Knuspr ist ein Lebensmittellieferdienst, der in den Metropolregionen München, Rhein-Main und Berlin aktiv ist. Er überzeugt die Kunden durch ein breites Angebot, das auch viele regionale Produkte umfasst, sowie durch ein kurzes Lieferfenster von bestenfalls gerade einmal einer Stunde. Doch jetzt ändert sich etwas: Knuspr führt eine Gebühr für Papiertüten ein. Ab sofort werden pro Bestellung 89 Cent fällig, wenn deine Lieferung in Papiertüten verpackt ist. Das war bislang die kostenlose Standardoption. Wichtig dabei: Der Betrag soll nur einmal pro Lieferung berechnet werden.
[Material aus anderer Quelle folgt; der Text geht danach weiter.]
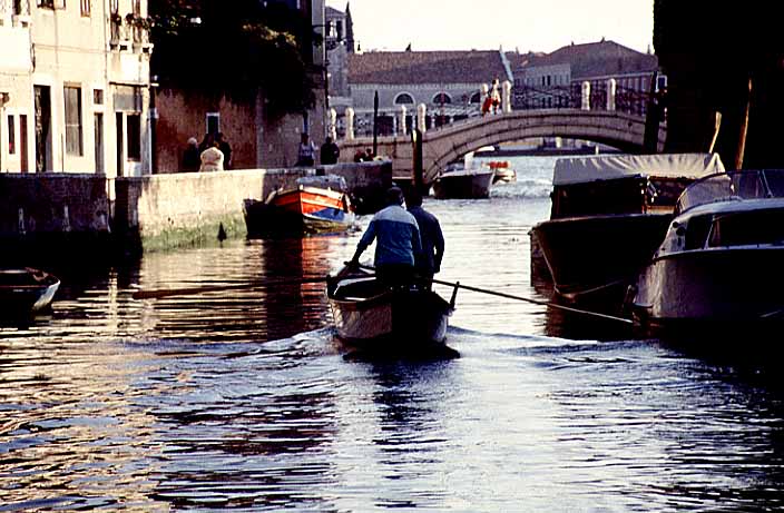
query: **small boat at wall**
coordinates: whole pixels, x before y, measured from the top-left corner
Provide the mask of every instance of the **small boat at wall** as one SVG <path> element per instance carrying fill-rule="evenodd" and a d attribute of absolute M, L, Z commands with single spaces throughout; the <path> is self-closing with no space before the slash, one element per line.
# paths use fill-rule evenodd
<path fill-rule="evenodd" d="M 496 170 L 473 166 L 472 155 L 462 162 L 448 165 L 433 180 L 433 196 L 438 199 L 484 199 L 490 197 Z"/>
<path fill-rule="evenodd" d="M 784 170 L 716 174 L 678 199 L 629 290 L 639 324 L 725 331 L 784 322 Z"/>
<path fill-rule="evenodd" d="M 509 184 L 517 180 L 517 172 L 509 160 L 490 160 L 482 162 L 493 170 L 493 184 Z"/>
<path fill-rule="evenodd" d="M 39 269 L 0 269 L 0 316 L 36 315 L 51 306 L 60 280 Z"/>
<path fill-rule="evenodd" d="M 437 293 L 412 285 L 390 289 L 363 270 L 342 270 L 327 280 L 337 336 L 374 353 L 416 353 L 443 347 L 454 309 Z"/>
<path fill-rule="evenodd" d="M 550 219 L 530 231 L 531 248 L 541 249 L 556 295 L 620 309 L 628 286 L 664 239 L 680 193 L 723 170 L 710 154 L 557 160 Z"/>
<path fill-rule="evenodd" d="M 343 177 L 303 177 L 296 187 L 278 189 L 264 201 L 245 199 L 248 237 L 345 231 L 354 211 Z"/>

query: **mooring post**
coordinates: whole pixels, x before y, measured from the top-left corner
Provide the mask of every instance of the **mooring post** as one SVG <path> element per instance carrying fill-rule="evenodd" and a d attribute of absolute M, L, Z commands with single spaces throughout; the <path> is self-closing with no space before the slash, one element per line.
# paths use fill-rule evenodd
<path fill-rule="evenodd" d="M 354 109 L 345 109 L 345 140 L 354 140 Z"/>

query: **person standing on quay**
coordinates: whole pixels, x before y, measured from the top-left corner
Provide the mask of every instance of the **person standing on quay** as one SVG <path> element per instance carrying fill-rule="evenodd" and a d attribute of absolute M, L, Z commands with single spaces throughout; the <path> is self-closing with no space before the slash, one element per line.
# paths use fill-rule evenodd
<path fill-rule="evenodd" d="M 180 170 L 184 172 L 196 172 L 198 167 L 202 165 L 198 151 L 198 141 L 195 137 L 188 138 L 188 145 L 183 151 L 183 161 L 179 166 Z"/>
<path fill-rule="evenodd" d="M 223 168 L 232 169 L 232 145 L 228 144 L 222 131 L 215 135 L 215 140 L 218 142 L 218 149 L 223 152 Z"/>
<path fill-rule="evenodd" d="M 370 221 L 349 268 L 360 266 L 360 256 L 375 239 L 375 276 L 388 287 L 410 285 L 414 279 L 414 255 L 422 251 L 416 219 L 403 208 L 403 191 L 391 187 L 386 207 Z"/>
<path fill-rule="evenodd" d="M 405 207 L 416 219 L 422 250 L 414 255 L 416 274 L 424 278 L 425 287 L 432 284 L 433 275 L 441 270 L 444 240 L 441 225 L 435 216 L 422 208 L 422 195 L 415 188 L 405 196 Z"/>
<path fill-rule="evenodd" d="M 316 145 L 310 139 L 310 136 L 303 132 L 300 136 L 300 149 L 296 154 L 297 166 L 313 166 L 316 161 Z"/>
<path fill-rule="evenodd" d="M 199 171 L 223 171 L 223 151 L 218 148 L 218 141 L 202 151 L 202 167 Z"/>
<path fill-rule="evenodd" d="M 321 164 L 337 164 L 340 155 L 341 149 L 332 140 L 332 137 L 326 136 L 324 144 L 321 145 Z"/>

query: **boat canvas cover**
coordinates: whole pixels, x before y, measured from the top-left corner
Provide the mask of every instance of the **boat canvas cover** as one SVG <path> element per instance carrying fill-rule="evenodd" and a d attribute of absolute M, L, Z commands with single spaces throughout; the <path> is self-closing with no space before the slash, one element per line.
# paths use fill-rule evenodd
<path fill-rule="evenodd" d="M 552 185 L 585 184 L 634 176 L 700 178 L 724 172 L 718 154 L 611 155 L 556 160 Z"/>

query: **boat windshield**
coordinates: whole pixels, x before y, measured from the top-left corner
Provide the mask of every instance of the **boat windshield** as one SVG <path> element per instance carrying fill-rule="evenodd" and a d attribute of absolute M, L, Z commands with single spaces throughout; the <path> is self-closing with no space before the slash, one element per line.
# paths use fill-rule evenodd
<path fill-rule="evenodd" d="M 784 169 L 719 172 L 702 178 L 684 190 L 675 214 L 714 201 L 784 198 Z"/>

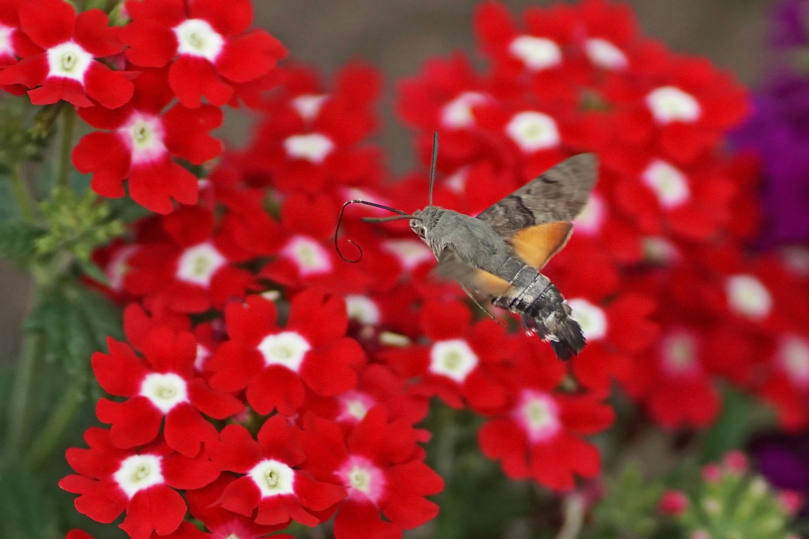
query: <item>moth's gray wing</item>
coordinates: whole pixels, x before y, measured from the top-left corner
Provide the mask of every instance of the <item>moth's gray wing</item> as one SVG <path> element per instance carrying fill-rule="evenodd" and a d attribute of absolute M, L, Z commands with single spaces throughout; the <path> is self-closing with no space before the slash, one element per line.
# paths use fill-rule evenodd
<path fill-rule="evenodd" d="M 579 154 L 541 174 L 477 216 L 502 238 L 535 225 L 573 221 L 598 178 L 595 154 Z"/>
<path fill-rule="evenodd" d="M 440 277 L 458 281 L 464 288 L 483 297 L 505 296 L 511 288 L 507 280 L 466 263 L 451 249 L 441 252 L 435 273 Z"/>

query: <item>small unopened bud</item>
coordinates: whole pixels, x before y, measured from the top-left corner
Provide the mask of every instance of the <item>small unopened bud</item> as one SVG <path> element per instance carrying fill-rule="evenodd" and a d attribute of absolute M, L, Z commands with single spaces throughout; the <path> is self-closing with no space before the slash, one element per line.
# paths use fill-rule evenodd
<path fill-rule="evenodd" d="M 781 507 L 790 516 L 794 516 L 803 507 L 803 501 L 806 497 L 803 493 L 798 491 L 781 491 L 778 493 L 778 501 Z"/>
<path fill-rule="evenodd" d="M 748 471 L 748 457 L 738 449 L 728 451 L 725 453 L 725 456 L 722 459 L 722 463 L 729 470 L 739 475 Z"/>
<path fill-rule="evenodd" d="M 668 489 L 660 496 L 658 511 L 664 515 L 680 516 L 688 508 L 690 503 L 688 497 L 682 491 Z"/>
<path fill-rule="evenodd" d="M 722 469 L 719 465 L 711 462 L 702 466 L 702 480 L 708 483 L 718 483 L 722 481 Z"/>

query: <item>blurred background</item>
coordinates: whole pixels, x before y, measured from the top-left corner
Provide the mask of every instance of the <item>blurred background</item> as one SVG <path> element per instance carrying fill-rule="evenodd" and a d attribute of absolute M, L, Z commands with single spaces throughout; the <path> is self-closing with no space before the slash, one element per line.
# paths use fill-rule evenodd
<path fill-rule="evenodd" d="M 415 74 L 430 56 L 472 51 L 472 14 L 477 0 L 255 0 L 255 25 L 269 30 L 296 60 L 331 74 L 361 56 L 386 78 L 376 137 L 392 174 L 413 163 L 407 130 L 395 120 L 393 82 Z M 547 0 L 505 0 L 513 11 Z M 707 57 L 755 86 L 767 61 L 763 46 L 773 0 L 629 0 L 643 33 L 676 52 Z M 228 114 L 218 136 L 239 145 L 247 140 L 246 116 Z M 13 361 L 26 315 L 27 276 L 0 260 L 0 362 Z"/>

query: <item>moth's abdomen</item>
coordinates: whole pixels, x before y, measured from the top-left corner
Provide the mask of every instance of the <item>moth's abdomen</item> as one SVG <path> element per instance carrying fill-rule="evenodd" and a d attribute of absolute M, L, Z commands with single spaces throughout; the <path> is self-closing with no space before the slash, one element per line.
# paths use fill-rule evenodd
<path fill-rule="evenodd" d="M 570 318 L 570 307 L 548 277 L 515 257 L 506 260 L 498 274 L 510 282 L 514 292 L 492 299 L 492 304 L 519 314 L 526 331 L 550 343 L 560 359 L 582 352 L 582 328 Z"/>

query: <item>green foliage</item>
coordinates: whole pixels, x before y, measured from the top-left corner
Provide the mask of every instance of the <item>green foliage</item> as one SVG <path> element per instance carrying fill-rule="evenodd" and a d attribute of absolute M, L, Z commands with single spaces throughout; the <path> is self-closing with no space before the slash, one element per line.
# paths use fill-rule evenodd
<path fill-rule="evenodd" d="M 78 260 L 87 261 L 95 247 L 124 232 L 124 224 L 111 218 L 112 208 L 90 190 L 78 197 L 66 187 L 53 190 L 49 200 L 40 204 L 48 232 L 36 238 L 36 252 L 49 255 L 65 249 Z"/>
<path fill-rule="evenodd" d="M 0 258 L 19 265 L 28 265 L 36 256 L 35 243 L 44 230 L 19 221 L 0 221 Z"/>
<path fill-rule="evenodd" d="M 787 516 L 764 478 L 722 469 L 702 483 L 679 523 L 705 539 L 786 539 Z"/>
<path fill-rule="evenodd" d="M 616 478 L 608 478 L 600 503 L 593 510 L 588 537 L 649 537 L 659 521 L 656 512 L 663 486 L 646 484 L 637 463 L 626 465 Z"/>

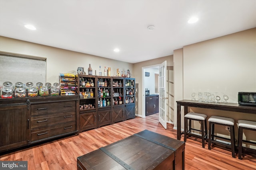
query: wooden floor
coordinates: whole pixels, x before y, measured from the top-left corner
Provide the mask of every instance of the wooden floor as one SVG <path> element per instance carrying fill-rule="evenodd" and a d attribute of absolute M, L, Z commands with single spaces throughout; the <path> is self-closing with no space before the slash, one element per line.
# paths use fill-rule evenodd
<path fill-rule="evenodd" d="M 136 117 L 2 155 L 0 161 L 28 161 L 28 169 L 31 170 L 76 170 L 77 157 L 145 129 L 176 139 L 176 131 L 173 127 L 168 124 L 164 129 L 158 122 L 158 114 L 146 118 Z M 256 169 L 256 157 L 246 155 L 242 160 L 237 156 L 233 158 L 231 152 L 218 147 L 209 150 L 206 144 L 202 148 L 200 141 L 190 138 L 186 142 L 186 170 Z"/>

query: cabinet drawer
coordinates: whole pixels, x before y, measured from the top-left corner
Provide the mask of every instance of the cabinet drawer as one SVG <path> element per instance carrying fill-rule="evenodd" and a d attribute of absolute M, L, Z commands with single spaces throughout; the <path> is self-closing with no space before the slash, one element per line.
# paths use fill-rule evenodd
<path fill-rule="evenodd" d="M 35 129 L 31 130 L 31 141 L 46 139 L 58 135 L 74 131 L 76 129 L 76 122 Z"/>
<path fill-rule="evenodd" d="M 31 115 L 76 110 L 76 101 L 31 105 Z"/>
<path fill-rule="evenodd" d="M 31 117 L 31 129 L 76 121 L 76 111 L 71 111 Z"/>

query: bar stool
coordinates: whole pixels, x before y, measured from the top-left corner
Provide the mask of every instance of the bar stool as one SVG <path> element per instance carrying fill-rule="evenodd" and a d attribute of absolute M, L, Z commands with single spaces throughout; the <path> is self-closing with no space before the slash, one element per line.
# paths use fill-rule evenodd
<path fill-rule="evenodd" d="M 206 124 L 207 116 L 203 114 L 190 112 L 184 116 L 184 141 L 186 142 L 187 135 L 202 139 L 202 147 L 204 148 L 204 139 L 207 138 L 207 125 Z M 188 120 L 189 120 L 189 129 L 188 129 Z M 201 122 L 201 130 L 191 128 L 191 120 L 199 121 Z M 191 130 L 201 132 L 201 135 L 199 135 L 191 133 Z"/>
<path fill-rule="evenodd" d="M 244 129 L 256 131 L 256 122 L 245 120 L 238 120 L 238 159 L 242 159 L 243 147 L 242 142 L 256 145 L 256 143 L 243 140 L 243 130 Z"/>
<path fill-rule="evenodd" d="M 234 131 L 234 123 L 235 121 L 232 118 L 221 116 L 212 116 L 208 119 L 209 121 L 209 139 L 208 139 L 208 149 L 211 149 L 211 143 L 218 143 L 224 146 L 231 147 L 232 157 L 235 158 L 235 133 Z M 215 135 L 214 133 L 214 125 L 219 125 L 222 126 L 229 126 L 230 129 L 230 139 Z M 214 140 L 214 137 L 230 141 L 231 145 L 223 142 Z"/>

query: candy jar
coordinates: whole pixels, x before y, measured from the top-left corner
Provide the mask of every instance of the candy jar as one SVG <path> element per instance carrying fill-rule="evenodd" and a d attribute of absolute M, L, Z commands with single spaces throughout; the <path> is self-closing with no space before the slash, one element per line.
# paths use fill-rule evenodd
<path fill-rule="evenodd" d="M 44 86 L 39 89 L 39 96 L 47 96 L 49 95 L 49 91 L 46 86 Z"/>
<path fill-rule="evenodd" d="M 50 83 L 46 83 L 45 84 L 45 86 L 46 86 L 47 88 L 48 88 L 48 90 L 49 91 L 49 94 L 50 94 L 51 93 L 51 89 L 52 88 L 52 84 Z"/>
<path fill-rule="evenodd" d="M 26 84 L 26 90 L 27 90 L 27 92 L 28 91 L 28 90 L 33 87 L 33 85 L 34 84 L 32 82 L 28 82 Z"/>
<path fill-rule="evenodd" d="M 14 91 L 14 96 L 16 98 L 24 98 L 26 97 L 26 89 L 23 87 L 17 87 Z"/>
<path fill-rule="evenodd" d="M 12 98 L 12 89 L 11 87 L 3 87 L 2 90 L 1 97 L 3 98 Z"/>
<path fill-rule="evenodd" d="M 28 90 L 28 97 L 36 97 L 38 94 L 38 90 L 35 87 L 31 87 Z"/>
<path fill-rule="evenodd" d="M 53 87 L 51 89 L 51 96 L 58 96 L 59 89 L 56 87 Z"/>
<path fill-rule="evenodd" d="M 17 88 L 23 87 L 23 83 L 22 82 L 17 82 L 15 83 L 15 88 L 16 89 Z"/>

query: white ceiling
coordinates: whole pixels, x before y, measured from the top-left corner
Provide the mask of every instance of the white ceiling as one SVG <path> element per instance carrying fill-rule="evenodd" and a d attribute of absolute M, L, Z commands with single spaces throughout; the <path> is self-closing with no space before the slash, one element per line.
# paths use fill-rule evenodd
<path fill-rule="evenodd" d="M 256 0 L 0 0 L 0 35 L 131 63 L 255 27 Z"/>

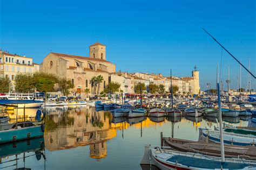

Es spielt also laut Knuspr keine Rolle, ob eine oder mehrere Papiertüten in der Bestellung enthalten sind.
Warum Knuspr Papier nicht mehr „gratis“ mitgeben will
Damit macht Knuspr etwas, das viele Kundinnen und Kunden bisher eher von einzelnen Supermärkten kennen: Verpackung wird als eigener Kostenpunkt sichtbar. Immerhin: Anders als im Supermarkt musst du nicht pro Tüte zahlen. Die Anzahl der Tüten kannst du allerdings nicht beeinflussen. Begründet wird die Gebühr mit Umweltargumenten und dem Hinweis, dass Papier zwar nachhaltig wirke, aber häufig nach einmaligem Gebrauch im Müll lande. Der Dienst setzt stattdessen auf Mehrweg-Taschen und stellt das als „bessere Lösung“ dar – für Umwelt und Geldbeutel.
Diese Linie ist nachvollziehbar: Papier wird teurer gemacht, während die Alternative als Standard etabliert werden soll. Ob das bei dir wirklich zu weniger Müll führt, hängt am Ende vor allem davon ab, ob du die Mehrweg-Taschen konsequent zurückgibst, sodass Knuspr sie wiederverwenden kann.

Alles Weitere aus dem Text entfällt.